# New Tattoo (Quantum Leap content haha)



## infernalservice (Mar 31, 2012)

Growing up I was a big fan of the show Quantum Leap, and with it airing on g4 lately, my interest was renewed enough to get this done last night:






It's Dr. Sam Beckett saying his "Oh boy!" catchphrase haha.

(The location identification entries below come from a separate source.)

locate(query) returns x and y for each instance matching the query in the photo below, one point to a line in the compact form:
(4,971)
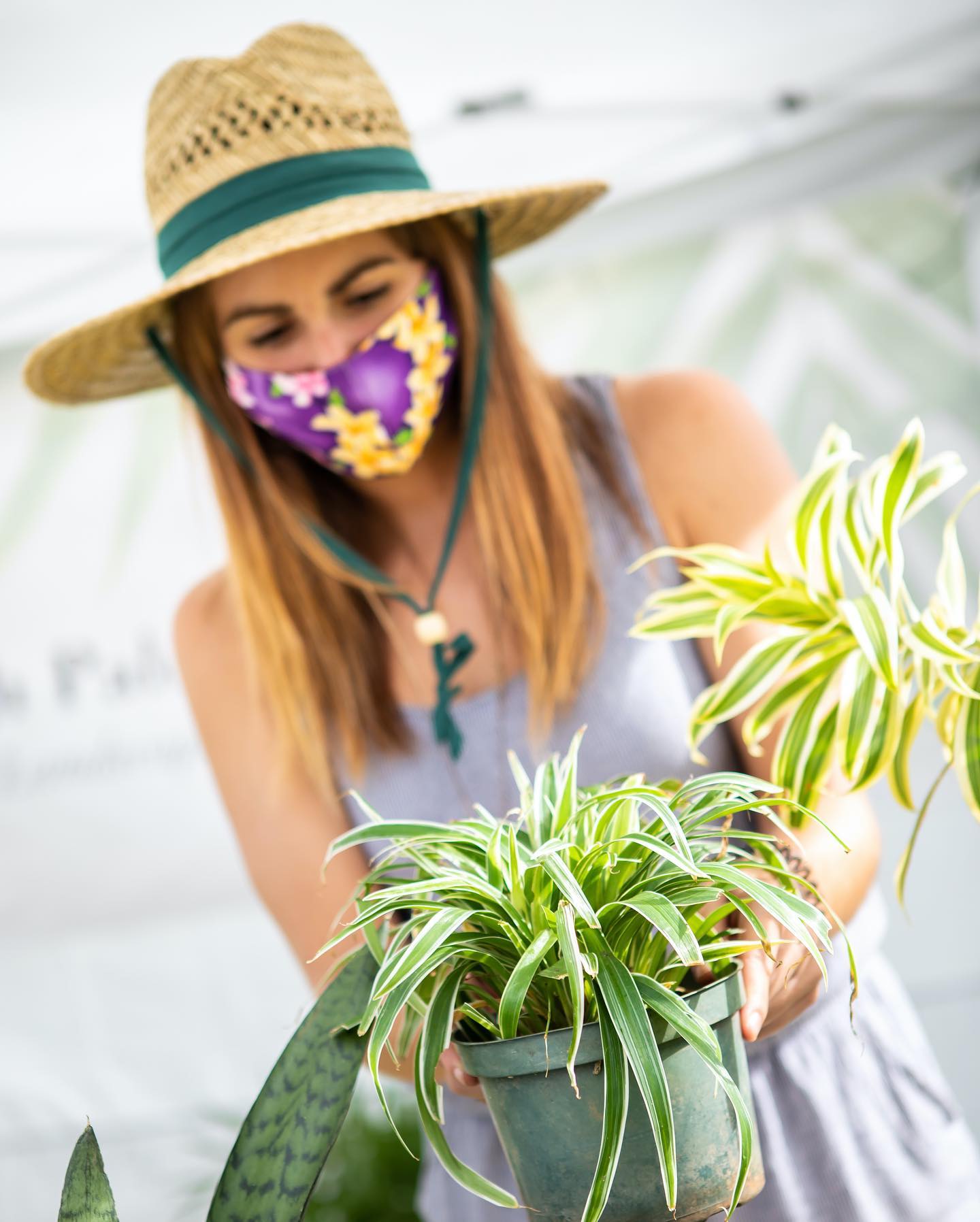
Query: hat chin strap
(448,657)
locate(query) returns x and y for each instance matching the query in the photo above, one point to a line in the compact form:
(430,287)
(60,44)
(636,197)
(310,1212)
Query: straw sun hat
(293,144)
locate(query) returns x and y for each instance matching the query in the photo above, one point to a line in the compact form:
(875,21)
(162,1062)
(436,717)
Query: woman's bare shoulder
(710,462)
(204,620)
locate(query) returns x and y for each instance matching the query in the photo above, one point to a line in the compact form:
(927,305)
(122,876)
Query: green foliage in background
(370,1174)
(853,665)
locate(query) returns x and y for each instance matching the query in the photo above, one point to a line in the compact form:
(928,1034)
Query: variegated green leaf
(928,638)
(967,746)
(754,672)
(572,961)
(463,1174)
(896,493)
(512,997)
(615,1105)
(898,769)
(630,1019)
(951,578)
(702,1039)
(669,919)
(875,627)
(935,477)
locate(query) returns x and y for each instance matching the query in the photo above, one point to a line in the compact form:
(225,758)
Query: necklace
(411,664)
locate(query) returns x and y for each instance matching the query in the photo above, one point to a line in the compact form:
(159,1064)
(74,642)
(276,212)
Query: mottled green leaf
(86,1195)
(293,1123)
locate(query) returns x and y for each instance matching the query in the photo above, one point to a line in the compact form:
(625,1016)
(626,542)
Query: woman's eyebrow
(378,261)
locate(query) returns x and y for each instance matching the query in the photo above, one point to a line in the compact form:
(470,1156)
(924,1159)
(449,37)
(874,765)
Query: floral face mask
(373,413)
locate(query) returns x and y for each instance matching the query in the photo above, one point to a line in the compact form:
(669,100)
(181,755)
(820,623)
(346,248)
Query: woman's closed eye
(357,302)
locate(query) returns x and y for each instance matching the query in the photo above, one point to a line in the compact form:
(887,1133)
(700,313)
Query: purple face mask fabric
(373,413)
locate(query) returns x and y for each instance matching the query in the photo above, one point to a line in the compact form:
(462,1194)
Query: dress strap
(597,391)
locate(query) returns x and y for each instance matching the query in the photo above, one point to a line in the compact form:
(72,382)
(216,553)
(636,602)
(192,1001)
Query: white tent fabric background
(825,258)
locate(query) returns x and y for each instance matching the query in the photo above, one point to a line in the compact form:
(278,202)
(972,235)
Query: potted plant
(853,665)
(564,935)
(555,948)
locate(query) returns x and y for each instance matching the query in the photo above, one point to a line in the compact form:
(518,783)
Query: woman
(428,546)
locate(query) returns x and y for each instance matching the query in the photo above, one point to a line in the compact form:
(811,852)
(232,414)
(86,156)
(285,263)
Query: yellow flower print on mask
(356,431)
(428,371)
(416,328)
(424,410)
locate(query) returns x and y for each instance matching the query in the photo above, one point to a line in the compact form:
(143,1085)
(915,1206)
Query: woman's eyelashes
(357,302)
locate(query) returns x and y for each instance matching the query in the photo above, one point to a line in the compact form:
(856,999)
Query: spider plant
(853,665)
(585,904)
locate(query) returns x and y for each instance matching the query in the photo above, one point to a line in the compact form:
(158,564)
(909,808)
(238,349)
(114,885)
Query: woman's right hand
(453,1074)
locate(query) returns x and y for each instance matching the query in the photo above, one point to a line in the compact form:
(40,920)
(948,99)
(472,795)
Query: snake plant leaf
(615,1106)
(86,1195)
(463,1174)
(875,627)
(967,746)
(632,1024)
(698,1034)
(572,961)
(293,1123)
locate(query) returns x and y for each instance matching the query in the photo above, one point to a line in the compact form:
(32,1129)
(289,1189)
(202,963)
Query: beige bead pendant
(431,629)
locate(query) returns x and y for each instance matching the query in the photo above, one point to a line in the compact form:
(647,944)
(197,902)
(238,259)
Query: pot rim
(540,1053)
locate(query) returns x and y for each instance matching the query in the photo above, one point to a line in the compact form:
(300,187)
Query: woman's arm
(715,473)
(282,832)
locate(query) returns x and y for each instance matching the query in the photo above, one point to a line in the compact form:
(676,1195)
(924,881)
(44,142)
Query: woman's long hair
(316,644)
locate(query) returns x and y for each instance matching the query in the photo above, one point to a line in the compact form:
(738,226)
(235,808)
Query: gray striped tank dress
(852,1128)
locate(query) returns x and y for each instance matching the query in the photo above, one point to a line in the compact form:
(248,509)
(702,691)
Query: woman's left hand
(777,990)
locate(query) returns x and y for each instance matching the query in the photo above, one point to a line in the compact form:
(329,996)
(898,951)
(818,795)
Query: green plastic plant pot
(551,1139)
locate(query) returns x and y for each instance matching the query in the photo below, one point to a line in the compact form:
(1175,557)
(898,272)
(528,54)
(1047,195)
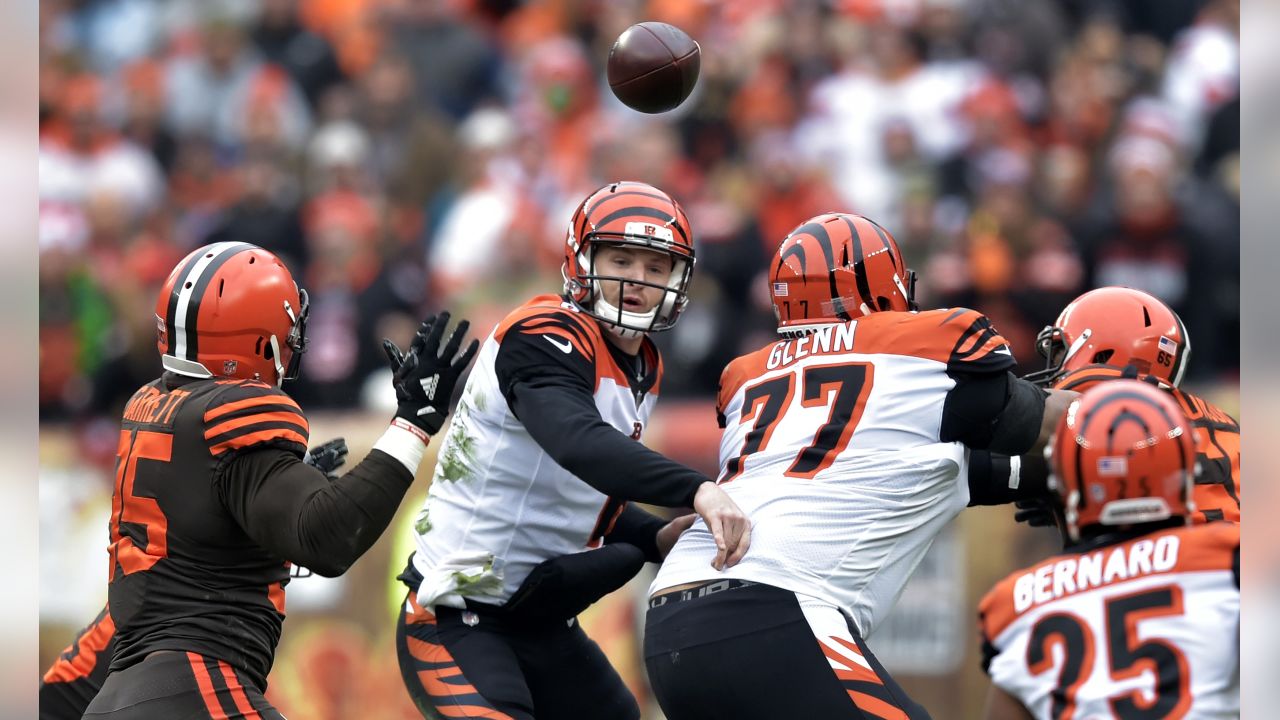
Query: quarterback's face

My friend Tony Cosgrove did it. We were both surprised with how quickly it came together, only took about 4 and a half hours to do!


----------



## vampiregenocide (Mar 31, 2012)

Strange choice for a tattoo aha, but I do love the series. Used to watch it loads. This is seriously well done though.


----------



## MetalGravy (Mar 31, 2012)




----------



## Michael T (Mar 31, 2012)

That's sweet. Looks excellent. Congrats


----------



## The Reverend (Mar 31, 2012)

Portraits scare me, since all-too-often they get really fucked up. That's fucking brilliant, though. Nothing better than funny tattoos that you love.


----------



## infernalservice (Mar 31, 2012)

Sometimes people take tattoos too seriously. When I am 70 I would rather have something on my leg that makes me laugh instead of something profound to me at the age of 29 or whatever.


----------



## ilyti (Apr 1, 2012)

OK, Quantum Leap is great, awesome. But that's just Scott Bakula's face, dude. Where's Al? That's how people will know that it's from Quantum Leap. Honestly.


----------



## infernalservice (Apr 1, 2012)

He has the grey spot in his hair like Sam Beckett and its going to have a banner under it that literally says "oh boy".


----------



## Ironbird (Apr 1, 2012)

Quantum Leap was on TV all the time when I was growing up! Awesome ink, bro.


----------



## ryanoddi (Apr 30, 2012)

The tattoo artist did a good job on that one! I guess I'm too young (22,) but I've never heard of the series.


----------



## infernalservice (Apr 30, 2012)

We actually made a bet that anyone under 25 wouldn't know what QL is haha.


----------



## splinter8451 (Apr 30, 2012)

I'm 21 and just started watching Quantum Leap when G4 started showing it. Awesome show and awesome tattoo dude


----------



## ShadyDavey (Apr 30, 2012)

Excellent piece of ink, and instantly recognisable - I remember the show when it aired _originally_...


----------



## Hollowway (Apr 30, 2012)

Wow, that's an incredible portrait! Your guy is über talented.


----------



## infernalservice (Apr 30, 2012)

ShadyDavey said:


> Excellent piece of ink, and instantly recognisable - I remember the show when it aired _originally_...



I do too. I am 29. When I was a kid my favorite show was quantum leap. My brothers was macguyver. He is 27.


----------



## infernalservice (Apr 30, 2012)

Hollowway said:


> Wow, that's an incredible portrait! Your guy is über talented.



He does a lot of fine art too and death metal album covers. Look up the band syphillic. He has done some of their artwork. Might be nsfw.


----------



## 8track (Jul 4, 2012)

never watched the show, but the tattoo is super good!


----------



## budda (Aug 13, 2012)

No idea about this show, but that looks well done!


----------